2. Die Gerichtsgebühr von Fr. 3'000.-- wird dem Beschwerdeführer auferlegt, unter Anrechnung des geleisteten Kostenvorschusses in gleicher Höhe.
Bellinzona, 6. Mai 2026
Im Namen der Beschwerdekammer des Bundesstrafgerichts
Der Präsident: Die Gerichtsschreiberin:
Zustellung an
- Rechtsanwältin Günes Kaya - Bundesamt für Justiz, Fachbereich Auslieferung
Rechtsmittelbelehrung Gegen Entscheide auf dem Gebiet der internationalen Rechtshilfe in Strafsachen kann innert zehn Tagen nach der Eröffnung der vollständigen Ausfertigung beim Bundesgericht Beschwerde eingereicht werden (Art. 100 Abs. 1 und 2 lit. b BGG). Eingaben müssen spätestens am letzten Tag der Frist beim Bundesgericht eingereicht oder zu dessen Handen der Schweizerischen Post oder einer schweizerischen diplomatischen oder konsularischen Vertretung übergeben werden (Art. 48 Abs. 1 BGG).
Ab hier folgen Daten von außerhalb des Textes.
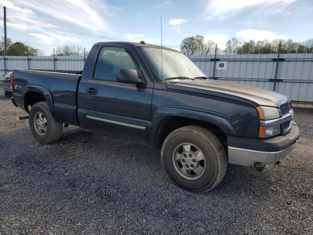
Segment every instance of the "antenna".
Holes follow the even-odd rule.
[[[163,80],[163,44],[162,43],[162,17],[161,17],[161,79]]]

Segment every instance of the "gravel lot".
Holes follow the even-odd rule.
[[[229,165],[196,194],[151,148],[71,126],[39,144],[0,91],[0,234],[313,234],[313,110],[295,110],[301,139],[282,164]]]

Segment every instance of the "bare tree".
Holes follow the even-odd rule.
[[[182,40],[180,51],[186,55],[207,55],[214,50],[215,47],[215,42],[197,34]]]
[[[59,46],[55,50],[56,55],[83,55],[84,48],[79,45]]]
[[[197,51],[197,43],[194,36],[188,37],[180,44],[180,51],[185,55],[194,55]]]

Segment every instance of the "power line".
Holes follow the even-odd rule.
[[[79,31],[73,30],[72,29],[68,29],[68,28],[65,28],[58,27],[54,27],[54,26],[49,26],[49,25],[46,25],[46,24],[42,24],[34,23],[32,23],[32,22],[28,22],[28,21],[23,21],[23,20],[19,20],[19,19],[15,19],[15,18],[8,18],[8,19],[9,19],[9,21],[13,22],[18,23],[20,23],[20,24],[28,24],[28,25],[32,25],[32,26],[36,26],[36,27],[43,27],[43,28],[46,28],[47,29],[51,29],[51,30],[53,30],[60,31],[62,31],[62,32],[65,32],[70,33],[74,33],[74,34],[80,34],[80,35],[84,35],[84,36],[89,36],[89,37],[96,37],[96,38],[103,38],[103,39],[108,39],[108,40],[118,40],[118,41],[124,41],[124,42],[134,42],[134,40],[128,40],[128,39],[125,39],[121,38],[116,38],[116,37],[112,37],[112,36],[106,36],[106,35],[100,35],[100,34],[96,34],[90,33],[90,32],[81,32],[81,31]],[[157,44],[157,43],[155,43],[154,44],[157,45],[161,45],[161,44]],[[163,44],[163,46],[165,46],[166,47],[172,47],[179,48],[179,46],[176,46],[176,45],[164,45],[164,44]]]

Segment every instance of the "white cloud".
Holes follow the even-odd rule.
[[[127,33],[124,34],[123,37],[128,40],[138,43],[141,41],[144,41],[147,43],[153,44],[154,43],[159,44],[161,42],[158,38],[149,38],[142,33]]]
[[[0,4],[7,6],[9,21],[48,22],[53,19],[94,31],[109,28],[109,19],[117,10],[100,0],[0,0]],[[42,14],[45,18],[41,20],[39,15]]]
[[[269,23],[266,21],[249,21],[247,20],[244,22],[236,22],[234,24],[243,24],[249,25],[249,27],[258,27],[260,28],[268,28],[273,26],[273,23]]]
[[[168,24],[172,25],[177,25],[178,24],[181,24],[186,21],[187,21],[186,20],[183,19],[173,19],[171,20]]]
[[[231,12],[239,11],[244,8],[255,6],[266,6],[279,4],[284,7],[297,0],[210,0],[206,9],[211,15],[222,15]]]
[[[205,36],[205,38],[206,40],[210,39],[215,42],[217,44],[218,47],[222,49],[225,48],[225,44],[226,44],[227,40],[229,39],[229,38],[225,34],[218,33],[208,34]]]
[[[138,40],[142,40],[142,39],[144,37],[144,35],[142,33],[127,33],[125,35],[125,37],[128,40],[137,41]]]
[[[169,1],[163,1],[163,2],[161,2],[159,4],[154,5],[154,6],[153,6],[153,8],[155,9],[158,9],[158,8],[159,8],[160,7],[166,6],[167,5],[168,5],[169,3],[170,3]]]
[[[77,43],[80,40],[76,37],[64,36],[60,34],[47,33],[46,34],[41,33],[30,33],[31,35],[34,36],[39,39],[39,42],[40,43],[51,44],[51,43]]]
[[[279,34],[276,32],[268,30],[260,30],[251,28],[244,29],[236,33],[239,41],[247,41],[253,40],[255,41],[267,39],[273,40],[274,39],[288,39],[290,37],[287,35]]]

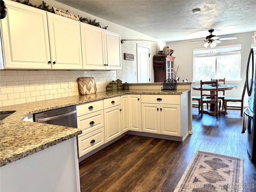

Im Falle der elektronischen Einreichung ist für die Wahrung einer Frist der Zeitpunkt massgebend, in dem die Quittung ausgestellt wird, die bestätigt, dass alle Schritte abgeschlossen sind, die auf der Seite der Partei für die Übermittlung notwendig sind (Art. 48 Abs. 2 BGG). Gegen einen Entscheid auf dem Gebiet der internationalen Rechtshilfe in Strafsachen ist die Beschwerde nur zulässig, wenn er eine Auslieferung, eine Beschlagnahme, eine Herausgabe von Gegenständen oder Vermögenswerten oder eine Übermittlung von Informationen aus dem Geheimbereich betrifft und es sich um einen besonders bedeutenden Fall handelt (Art. 84 Abs. 1 BGG). Ein besonders bedeutender Fall liegt insbesondere vor, wenn Gründe für die Annahme bestehen, dass elementare Verfahrensgrundsätze verletzt worden sind oder das Verfahren im Ausland schwere Mängel aufweist (Art. 84 Abs. 2 BGG).